A guide to eye cancers
When healthy cells in your eye change or mutate and grow too quickly in a disorganised way, they can form a mass of tissue called a tumour. If these problem cells start in your eye, it is called intraocular cancer, or primary eye cancer. If they spread to your eye from another part of your body, it is called secondary eye cancer.
Symptoms
The most common sign of eye cancer is a change in your vision. You may not be able to see well, or you might see flashes of light or spots (floaters). You also may notice a new dark spot in one eye or a change in its size or shape. But eye cancer does not always cause symptoms early on, and these things can happen for many other reasons.
Uveal Melanoma
This is the most common kind of primary eye cancer. It happens when cells form a tumour in a part of your eye called the uvea. It has three parts: the colored part of your eye called the iris, the ciliary body (it makes fluid and helps you focus), and the choroid layer that supplies blood to your eye. This layer is where the cells usually start to change and become cancerous.
Retinoblastoma
This is the most common type of eye cancer in children. It is usually found before age 5. It starts while a baby is in the womb, in the very back part of the eye called the retina.

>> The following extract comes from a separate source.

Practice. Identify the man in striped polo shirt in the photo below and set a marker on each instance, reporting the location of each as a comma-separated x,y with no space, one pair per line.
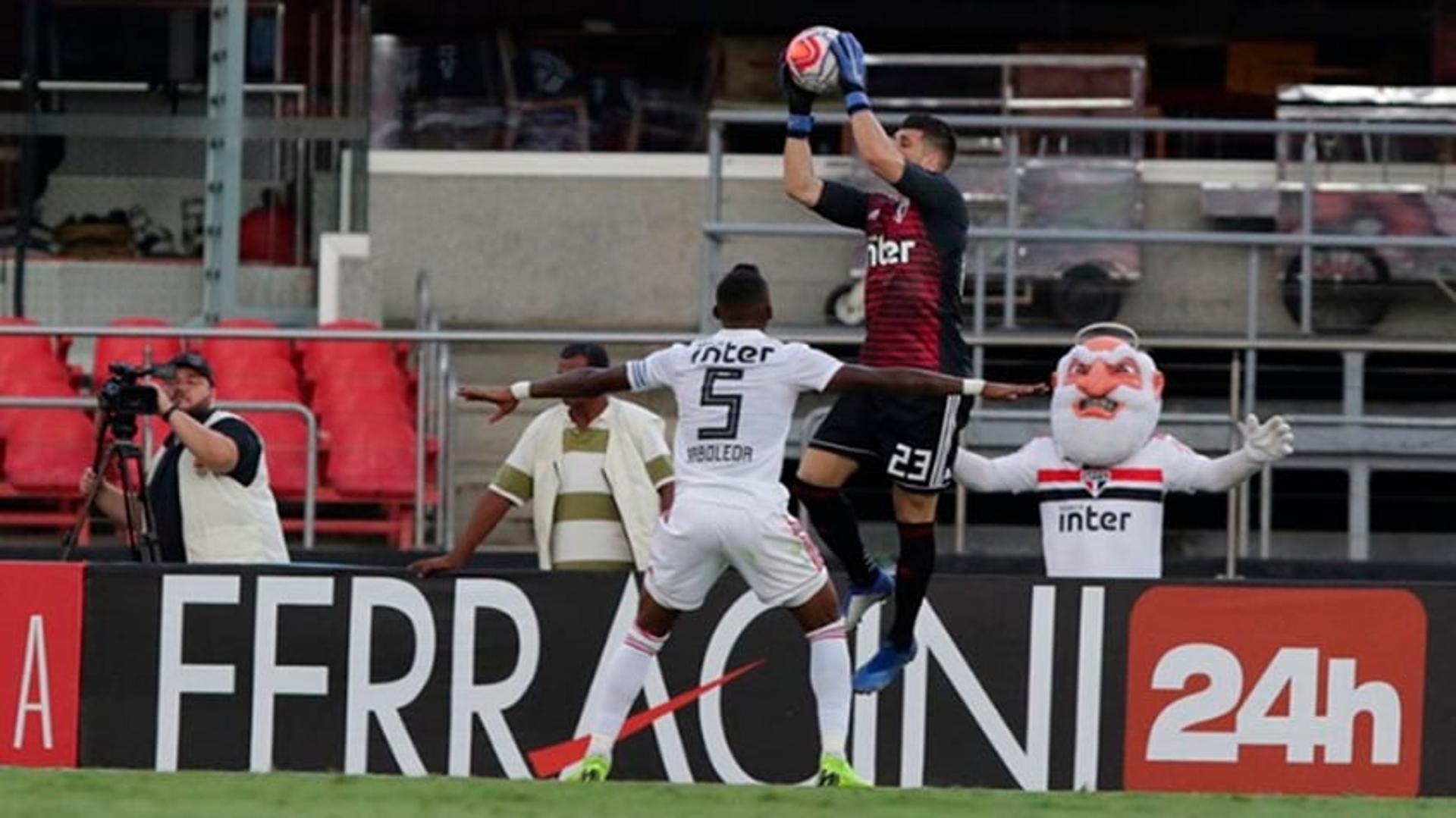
598,473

As the baby grows, cells called retinoblasts grow out of control and form a tumour. Sometimes it is first noticed in a picture, when one of the pupils looks different from the other.
Eyelid cancer
This type of skin cancer shows up on or inside your eyelid. The most common form of it — called basal cell carcinoma — happens on your lower lid and is caused by spending too much time in the sun. People who have fair or pale skin are more likely to have it. Eyelid cancer can usually be treated if it is found early.
Secondary eye cancer
In most cases, cancer does not start in the eye, it spreads there from somewhere else in your body. That is called secondary cancer, and it happens most often with breast cancer in women and lung cancer in men.
Treatment: Surgery
If the tumour is small and not growing fast and is not causing many problems for you, your doctor may just watch it closely. If it gets larger than 10 millimeters around or 3 millimeters tall or starts to spread, s/he may recommend surgery to take out part or all of the eye, depending on how much of it is affected by the tumour.
Treatment: Radiation
After surgery, your doctor may use high beams of energy (usually a type of X-ray) to kill any cancer cells that may still be there. But this can damage healthy cells, too, and that can make your eyes dry, your eyelashes fall out, or cloud your vision.
Treatment: Laser therapy
The most common kind of laser treatment, called transpupillary thermotherapy (TTT), focuses a narrow, intense beam of infrared light on your eye to shrink a small tumour. It is used to treat eye melanoma, because those cells absorb the light energy from the laser. It doesn’t work with intraocular lymphoma. Laser therapy usually causes fewer side effects than surgery or radiation.